081819

Woke up this morning without a hangover, the first Sunday in a long time that that’s happened. I have to thank my previous self of last night for not giving into the urge to just go drown myself in oat sodas, which the idea was on my mind for a good few hours in the evening there as I watched the clock count down until 9PM and the local convenience store closed down for the night. After that, I’d have to drive to 7/11 into town in the opposite direction. That situation also usually ends in fast food, a pile of burgers and onion rings and soybean oil, so double-down on the unhealthiness of it. It’s no wonder that I would wake up, groggy as fuck, splitting headache, fat belly, lions and hyenas in the stomach, depressed, with no motivation and no drive and no desire to ever try to improve (at least until I got some sleep and the fucking chainsaws in my head stopped).

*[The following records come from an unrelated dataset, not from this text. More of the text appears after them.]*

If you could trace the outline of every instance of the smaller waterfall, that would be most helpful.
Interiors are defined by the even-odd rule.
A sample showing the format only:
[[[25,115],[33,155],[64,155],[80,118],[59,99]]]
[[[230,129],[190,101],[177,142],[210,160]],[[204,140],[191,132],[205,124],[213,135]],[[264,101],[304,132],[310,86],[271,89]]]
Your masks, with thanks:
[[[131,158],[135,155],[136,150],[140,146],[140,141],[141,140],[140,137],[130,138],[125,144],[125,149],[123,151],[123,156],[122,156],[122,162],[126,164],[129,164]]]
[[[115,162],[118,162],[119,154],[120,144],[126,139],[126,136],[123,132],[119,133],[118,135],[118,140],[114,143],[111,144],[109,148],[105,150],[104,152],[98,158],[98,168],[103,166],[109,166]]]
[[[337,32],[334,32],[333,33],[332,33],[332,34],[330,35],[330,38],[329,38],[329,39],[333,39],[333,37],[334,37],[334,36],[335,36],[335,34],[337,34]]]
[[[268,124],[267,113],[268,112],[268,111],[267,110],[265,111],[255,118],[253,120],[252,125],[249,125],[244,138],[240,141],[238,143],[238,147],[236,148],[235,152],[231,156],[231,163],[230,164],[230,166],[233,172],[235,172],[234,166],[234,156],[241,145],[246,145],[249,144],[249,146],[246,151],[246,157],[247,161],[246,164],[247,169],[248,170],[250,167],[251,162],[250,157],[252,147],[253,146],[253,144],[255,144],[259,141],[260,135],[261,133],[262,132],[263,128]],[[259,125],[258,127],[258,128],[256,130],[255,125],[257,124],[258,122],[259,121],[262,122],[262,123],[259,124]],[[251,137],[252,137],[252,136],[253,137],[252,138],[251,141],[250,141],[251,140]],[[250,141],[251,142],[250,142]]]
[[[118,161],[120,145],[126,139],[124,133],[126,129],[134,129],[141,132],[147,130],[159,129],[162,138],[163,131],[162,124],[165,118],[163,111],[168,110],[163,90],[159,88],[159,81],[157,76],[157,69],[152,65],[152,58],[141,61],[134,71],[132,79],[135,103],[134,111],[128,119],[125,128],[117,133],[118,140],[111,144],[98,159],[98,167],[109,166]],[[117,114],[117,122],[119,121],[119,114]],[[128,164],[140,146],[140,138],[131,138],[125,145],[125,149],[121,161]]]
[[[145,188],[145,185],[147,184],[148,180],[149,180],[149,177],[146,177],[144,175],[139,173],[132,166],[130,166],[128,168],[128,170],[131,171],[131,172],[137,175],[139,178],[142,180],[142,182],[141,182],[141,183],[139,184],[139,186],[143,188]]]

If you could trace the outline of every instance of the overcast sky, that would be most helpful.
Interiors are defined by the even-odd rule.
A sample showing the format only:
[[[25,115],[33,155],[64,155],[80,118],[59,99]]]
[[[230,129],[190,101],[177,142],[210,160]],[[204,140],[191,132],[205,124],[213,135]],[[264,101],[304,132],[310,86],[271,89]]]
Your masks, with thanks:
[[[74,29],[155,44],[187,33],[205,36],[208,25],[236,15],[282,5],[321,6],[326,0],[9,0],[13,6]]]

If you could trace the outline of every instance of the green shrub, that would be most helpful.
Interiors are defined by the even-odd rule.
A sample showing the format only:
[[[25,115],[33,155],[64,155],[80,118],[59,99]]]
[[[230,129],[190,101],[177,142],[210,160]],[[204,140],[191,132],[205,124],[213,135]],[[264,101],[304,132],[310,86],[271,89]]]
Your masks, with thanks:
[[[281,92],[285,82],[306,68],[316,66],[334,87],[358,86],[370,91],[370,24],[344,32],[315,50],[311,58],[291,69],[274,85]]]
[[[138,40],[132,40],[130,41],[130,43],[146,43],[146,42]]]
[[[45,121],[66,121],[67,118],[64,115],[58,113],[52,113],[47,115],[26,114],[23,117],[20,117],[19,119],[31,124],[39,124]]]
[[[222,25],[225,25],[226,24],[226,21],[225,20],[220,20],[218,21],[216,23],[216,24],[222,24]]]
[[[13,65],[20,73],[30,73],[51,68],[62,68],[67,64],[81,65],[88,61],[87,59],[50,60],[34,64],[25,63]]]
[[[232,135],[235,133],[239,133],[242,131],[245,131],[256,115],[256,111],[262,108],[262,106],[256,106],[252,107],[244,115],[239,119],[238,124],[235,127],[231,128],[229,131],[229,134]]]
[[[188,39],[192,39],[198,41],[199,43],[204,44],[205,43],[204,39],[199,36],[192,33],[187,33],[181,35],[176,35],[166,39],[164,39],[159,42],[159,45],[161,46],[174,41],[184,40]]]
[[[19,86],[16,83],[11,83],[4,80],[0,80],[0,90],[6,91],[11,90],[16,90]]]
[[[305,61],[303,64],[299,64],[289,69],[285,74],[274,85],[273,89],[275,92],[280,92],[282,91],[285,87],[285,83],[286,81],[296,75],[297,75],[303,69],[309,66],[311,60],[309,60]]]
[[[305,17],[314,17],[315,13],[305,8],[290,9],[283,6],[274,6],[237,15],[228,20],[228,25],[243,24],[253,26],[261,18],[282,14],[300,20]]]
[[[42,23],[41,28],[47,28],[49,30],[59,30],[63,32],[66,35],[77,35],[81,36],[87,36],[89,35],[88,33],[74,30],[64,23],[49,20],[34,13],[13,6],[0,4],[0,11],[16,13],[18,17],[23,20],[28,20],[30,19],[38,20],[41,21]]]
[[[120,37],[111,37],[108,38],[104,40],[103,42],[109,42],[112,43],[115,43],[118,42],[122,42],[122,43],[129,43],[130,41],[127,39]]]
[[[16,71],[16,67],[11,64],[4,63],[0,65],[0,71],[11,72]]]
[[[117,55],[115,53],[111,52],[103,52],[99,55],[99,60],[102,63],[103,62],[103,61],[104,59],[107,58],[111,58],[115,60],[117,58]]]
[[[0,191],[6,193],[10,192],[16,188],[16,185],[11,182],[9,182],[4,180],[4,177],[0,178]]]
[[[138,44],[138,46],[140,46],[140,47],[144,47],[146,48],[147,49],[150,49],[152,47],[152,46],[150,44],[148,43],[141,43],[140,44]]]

Years ago I told myself I’d be grateful to my past and future self when I came across the moments to do so. I’ve found a couple here and there when I remembered to, but this facet of self-care never took off much for me. But, when I remembered to do it, to actually be thankful to my past self for not fucking over my future self, things felt good. Accomplished. Encouraged.

Thank you, past self of last night, for not going and getting shitfaced like you wanted to. I realize it felt like the only thing applicable for the nighttime hours when darkness surrounds, but the more you don’t give into that little childish voice, the more that voice will shrink back into the depths where he belongs and he’ll go back to not saying peep.